Sorry for replying to you with my company account. "jixinchi" is my company account and "clumsy456" is my personal account. I should have used my company account to raise this issue.

jixinchi avatar Nov 04 '21 02:11 jixinchi

You are correct, it is in the template:


spec:
  entrypoint: dag
  templates:
  - name: dag
    dag:
      tasks:
      # generate output artifacts of parallel pods
      - name: gen
        template: gen-artifact
        arguments:
          parameters:
          - name: message
            value: "{{item}}"
        withItems: ["1", "2", "3"]
      # aggregate
      - name: aggregate
        template: aggregate

  - name: gen-artifact
    inputs:
        ...

    outputs:
          artifacts:
           - name: output
              path: /output
              s3:
                key: "{{workflow.name}}/{{item}}"
        ...
  - name: aggregate
    inputs:
      artifacts:
      - name: input
         path: /inputs
           s3:
              key: "{{workflow.name}}"

alexec avatar Nov 10 '21 17:11 alexec

I'm not sure if the {{workflow.name}} and {{item}} tag work when using templateRef. I'll try it later.

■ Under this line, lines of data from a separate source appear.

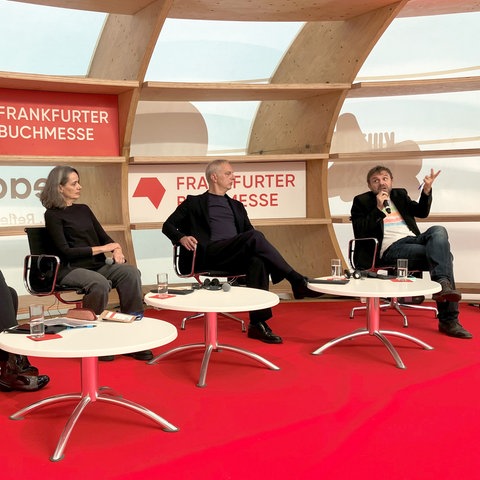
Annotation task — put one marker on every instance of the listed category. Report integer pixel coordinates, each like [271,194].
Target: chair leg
[199,315]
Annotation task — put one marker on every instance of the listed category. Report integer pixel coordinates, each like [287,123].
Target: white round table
[373,289]
[212,302]
[106,338]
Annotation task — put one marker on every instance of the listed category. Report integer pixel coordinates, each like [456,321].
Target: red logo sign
[58,123]
[151,188]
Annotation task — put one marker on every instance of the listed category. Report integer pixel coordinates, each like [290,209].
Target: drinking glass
[162,284]
[402,269]
[336,268]
[37,320]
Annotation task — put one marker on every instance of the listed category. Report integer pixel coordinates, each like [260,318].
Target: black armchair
[40,269]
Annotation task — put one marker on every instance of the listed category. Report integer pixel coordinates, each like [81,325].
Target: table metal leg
[373,328]
[211,345]
[90,393]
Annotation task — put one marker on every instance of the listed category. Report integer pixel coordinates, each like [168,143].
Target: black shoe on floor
[447,293]
[454,329]
[300,290]
[144,355]
[23,383]
[107,358]
[261,331]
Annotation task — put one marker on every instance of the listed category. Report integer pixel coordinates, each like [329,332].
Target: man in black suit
[388,214]
[218,227]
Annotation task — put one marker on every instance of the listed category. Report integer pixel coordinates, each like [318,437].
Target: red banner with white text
[58,123]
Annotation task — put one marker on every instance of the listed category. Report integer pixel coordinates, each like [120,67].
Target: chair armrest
[40,274]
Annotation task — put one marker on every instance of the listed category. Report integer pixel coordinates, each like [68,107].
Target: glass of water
[162,284]
[336,265]
[37,320]
[402,269]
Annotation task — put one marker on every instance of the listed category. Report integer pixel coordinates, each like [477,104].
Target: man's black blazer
[367,219]
[191,218]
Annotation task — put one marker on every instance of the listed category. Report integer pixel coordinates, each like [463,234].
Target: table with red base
[373,289]
[87,344]
[212,302]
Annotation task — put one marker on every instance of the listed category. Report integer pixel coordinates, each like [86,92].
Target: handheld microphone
[386,204]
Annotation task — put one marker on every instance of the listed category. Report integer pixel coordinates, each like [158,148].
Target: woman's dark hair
[51,196]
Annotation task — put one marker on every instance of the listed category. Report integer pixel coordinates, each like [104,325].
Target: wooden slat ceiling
[267,10]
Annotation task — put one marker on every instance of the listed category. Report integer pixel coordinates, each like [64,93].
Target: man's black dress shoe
[144,355]
[447,293]
[261,331]
[23,383]
[300,290]
[454,329]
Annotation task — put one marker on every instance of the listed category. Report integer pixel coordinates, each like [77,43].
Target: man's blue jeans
[428,251]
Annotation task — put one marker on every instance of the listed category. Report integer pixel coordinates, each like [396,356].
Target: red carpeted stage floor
[346,413]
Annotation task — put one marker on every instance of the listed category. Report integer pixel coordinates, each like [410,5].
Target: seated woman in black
[81,243]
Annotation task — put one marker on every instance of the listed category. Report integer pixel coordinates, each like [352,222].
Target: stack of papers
[69,322]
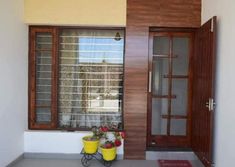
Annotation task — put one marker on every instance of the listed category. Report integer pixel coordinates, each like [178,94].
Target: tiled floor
[94,163]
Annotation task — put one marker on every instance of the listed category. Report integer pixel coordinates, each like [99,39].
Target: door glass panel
[161,45]
[179,104]
[159,125]
[178,127]
[181,51]
[159,83]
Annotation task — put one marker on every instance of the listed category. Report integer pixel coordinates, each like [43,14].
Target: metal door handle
[150,81]
[210,104]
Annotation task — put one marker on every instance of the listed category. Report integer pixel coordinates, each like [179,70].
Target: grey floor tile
[77,163]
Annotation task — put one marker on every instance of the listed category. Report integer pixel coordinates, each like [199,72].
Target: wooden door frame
[183,141]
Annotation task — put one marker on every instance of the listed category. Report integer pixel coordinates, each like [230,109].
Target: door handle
[150,81]
[210,104]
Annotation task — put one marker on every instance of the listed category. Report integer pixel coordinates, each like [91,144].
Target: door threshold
[171,149]
[171,155]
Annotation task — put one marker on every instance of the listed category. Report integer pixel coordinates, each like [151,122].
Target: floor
[77,163]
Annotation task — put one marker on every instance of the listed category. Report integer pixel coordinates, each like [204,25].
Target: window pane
[90,78]
[43,77]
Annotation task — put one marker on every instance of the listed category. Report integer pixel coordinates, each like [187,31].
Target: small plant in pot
[109,144]
[91,142]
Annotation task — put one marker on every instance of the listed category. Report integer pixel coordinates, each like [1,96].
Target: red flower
[122,134]
[117,142]
[104,129]
[108,145]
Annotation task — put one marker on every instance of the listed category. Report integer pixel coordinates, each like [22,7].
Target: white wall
[13,80]
[225,91]
[56,142]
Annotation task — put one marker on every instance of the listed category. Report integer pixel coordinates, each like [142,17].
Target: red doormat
[174,163]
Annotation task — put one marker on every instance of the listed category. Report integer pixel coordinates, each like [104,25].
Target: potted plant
[91,142]
[109,143]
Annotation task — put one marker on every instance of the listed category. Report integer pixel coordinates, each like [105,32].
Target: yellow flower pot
[90,146]
[109,154]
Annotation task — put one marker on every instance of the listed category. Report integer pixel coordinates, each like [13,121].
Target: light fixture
[117,37]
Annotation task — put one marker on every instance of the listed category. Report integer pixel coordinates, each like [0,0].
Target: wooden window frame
[54,30]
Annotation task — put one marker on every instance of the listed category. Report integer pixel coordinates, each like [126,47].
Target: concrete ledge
[58,156]
[171,155]
[16,160]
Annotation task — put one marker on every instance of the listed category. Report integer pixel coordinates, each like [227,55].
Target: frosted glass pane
[179,104]
[159,108]
[181,49]
[161,45]
[159,83]
[178,127]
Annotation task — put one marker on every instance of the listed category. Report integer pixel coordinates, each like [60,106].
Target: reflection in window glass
[90,78]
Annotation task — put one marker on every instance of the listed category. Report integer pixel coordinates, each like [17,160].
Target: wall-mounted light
[117,37]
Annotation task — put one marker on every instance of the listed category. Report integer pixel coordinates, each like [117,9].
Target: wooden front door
[203,91]
[169,91]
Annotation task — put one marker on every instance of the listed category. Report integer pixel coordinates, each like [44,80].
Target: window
[75,78]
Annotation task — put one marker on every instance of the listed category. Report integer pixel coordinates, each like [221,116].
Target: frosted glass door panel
[179,104]
[178,127]
[159,83]
[181,51]
[161,45]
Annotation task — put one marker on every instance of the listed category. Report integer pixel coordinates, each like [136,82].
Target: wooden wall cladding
[142,14]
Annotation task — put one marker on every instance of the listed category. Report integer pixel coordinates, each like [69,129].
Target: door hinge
[212,164]
[212,25]
[210,104]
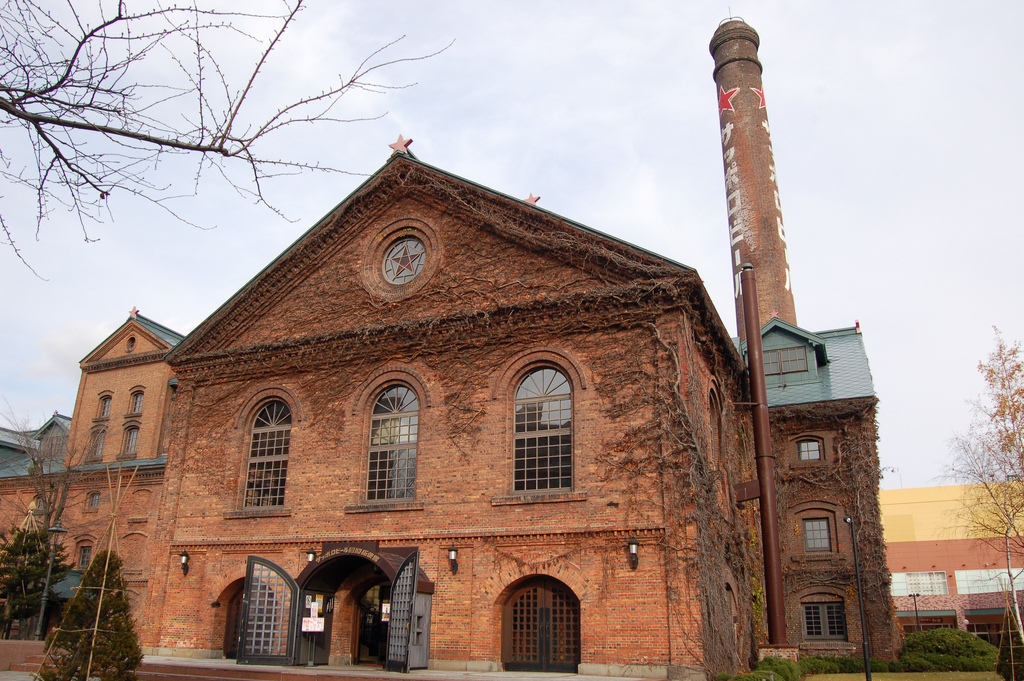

What we discussed above is only about the "aggregate" case. Do you have any comments on the "separately process" case?

jixinchi avatar Nov 17 '21 03:11 jixinchi

I think most patterns should be supported using key-only artifacts.

alexec avatar Nov 17 '21 17:11 alexec

You are correct, it is in the template:

spec:
  entrypoint: dag
  templates:
  - name: dag
    dag:
      tasks:
      # generate output artifacts of parallel pods
      - name: gen
        template: gen-artifact
        arguments:
          parameters:
          - name: message
            value: "{{item}}"
        withItems: ["1", "2", "3"]
      # aggregate
      - name: aggregate
        template: aggregate

  - name: gen-artifact
    inputs:
        ...

    outputs:
          artifacts:
           - name: output
              path: /output
              s3:
                key: "{{workflow.name}}/{{item}}"
        ...
  - name: aggregate
    inputs:
      artifacts:
      - name: input
         path: /inputs
           s3:
              key: "{{workflow.name}}"

I've tried this workflow. The {{item}} tag does not work outside the dag task, because the gen-artifact outputs a file named "{{item}}".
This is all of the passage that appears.